The exception is raised on line 222 in the expand_url function

The url variable is set to contig__1.0.0.yaml#contig.

I tinkered around by trying to import the loading options from the schema object into the vocab / rvocab objects to circumvent the urlsplit function on line 217 by simply returning the url on line 172. However it seems that loading options are not propagated through inputs anyway and when CommandArrayInputSchema is initialised with no loading options it inherits the defaults , without also looking at the SchemaDefRequirement imports.

A quick workaround

The LoadingOptions initialiser does however check the namespaces however, so simply adding in the following line into the tool:

$namespaces:
    ...
    contig__1.0.0.yaml#contig: contig__1.0.0.yaml#contig

resolves the issue and I can import the cwl object through the parser.

Update

This doesn't work when the tool is used in a workflow where another tool has this schema as an output and is the input to this tool.

Instead, I've resolved the workaround by manually adding in the namespace into the yaml object before loading through the parser.

# Imports
from cwl_utils import parser_v1_1 as parser
from pathlib import Path
from ruamel import yaml

# Vars
cwl_tool_file_path=Path("custom-create-regions-bed-from-contigs-list__1.0.0.cwl")
cwl_schema_file_path=Path("contig.yaml")

# Read in the cwl file from a yaml
with open(cwl_tool_file_path, "r") as cwl_h:
    cwl_tool_yaml_obj = yaml.main.round_trip_load(cwl_h, preserve_quotes=True)

# Check for schemas
if cwl_tool_yaml_obj .get("requirements", None) is None:
    pass
elif cwl_tool_yaml_obj .get("requirements").get("SchemaDefRequirement", None) is None:
    pass
elif cwl_tool_yaml_obj .get("requirements").get("SchemaDefRequirement").get("types", None) is None:
    pass
else:
    for imports in cwl_tool_yaml_obj .get("requirements").get("SchemaDefRequirement").get("types"):
        # We need the relative import path and the schema path
        schema_relative_imports_path = imports.get("$import")
        schema_import_path = (Path(self.cwl_file_path).parent / Path(schema_relative_imports_path)).resolve()

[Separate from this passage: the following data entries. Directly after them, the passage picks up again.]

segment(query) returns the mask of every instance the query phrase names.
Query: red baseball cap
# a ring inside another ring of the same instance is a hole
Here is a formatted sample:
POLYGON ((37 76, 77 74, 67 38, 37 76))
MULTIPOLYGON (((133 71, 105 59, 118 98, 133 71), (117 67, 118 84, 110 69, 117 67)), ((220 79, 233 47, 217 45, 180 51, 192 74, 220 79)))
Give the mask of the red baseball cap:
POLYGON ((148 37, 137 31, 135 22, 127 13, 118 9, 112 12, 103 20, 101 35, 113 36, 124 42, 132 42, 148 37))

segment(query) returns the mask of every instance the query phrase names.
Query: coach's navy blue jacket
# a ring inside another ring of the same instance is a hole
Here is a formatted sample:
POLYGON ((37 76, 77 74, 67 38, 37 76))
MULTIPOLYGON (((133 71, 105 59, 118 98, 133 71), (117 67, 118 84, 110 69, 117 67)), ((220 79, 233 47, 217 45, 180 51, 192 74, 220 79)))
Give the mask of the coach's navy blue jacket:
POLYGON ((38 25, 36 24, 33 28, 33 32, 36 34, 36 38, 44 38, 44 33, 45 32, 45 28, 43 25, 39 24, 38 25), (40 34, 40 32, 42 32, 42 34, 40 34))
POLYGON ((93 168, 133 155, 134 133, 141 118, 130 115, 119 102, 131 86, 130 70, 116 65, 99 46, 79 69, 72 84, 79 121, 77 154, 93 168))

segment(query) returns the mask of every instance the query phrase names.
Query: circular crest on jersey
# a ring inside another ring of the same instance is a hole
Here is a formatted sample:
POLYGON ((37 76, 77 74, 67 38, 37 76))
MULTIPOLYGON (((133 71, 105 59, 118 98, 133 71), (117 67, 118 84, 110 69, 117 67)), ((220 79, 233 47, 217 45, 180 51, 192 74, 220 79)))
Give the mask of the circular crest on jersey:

        # Open the schema as a RecordSchema object
        with open(schema_import_path, "r") as cwl_h:
            cwl_schema_yaml_obj = yaml.main.round_trip_load(cwl_h, preserve_quotes=True)

        # Read schema as a record schema object and get the name
        schema_name = RecordSchema(cwl_schema_yaml_obj ).type.get("name")

        # Get schema string like 'contig__1.0.0#contig'
        schema_namespace_str = "#".join(map(str, [schema_relative_imports_path, schema_name]))

        # Add to namespace
        if yaml_obj.get('$namespaces') is None:
            yaml_obj['$namespaces'] = OrderedDict({
                schema_namespace_str: schema_namespace_str
            })
        else:
            yaml_obj['$namespaces'][schema_namespace_str] = schema_namespace_str

# Load the document and get the following error
parser.load_document_by_yaml(cwl_tool_yaml_obj, cwl_tool_file_path.absolute().as_uri())
mr-c commented 3 years ago

This appears to be fixed as of https://github.com/common-workflow-language/cwl-utils/commit/5dfb3d6e8157212c36a5ec516bc42af1072c6dea or earlier!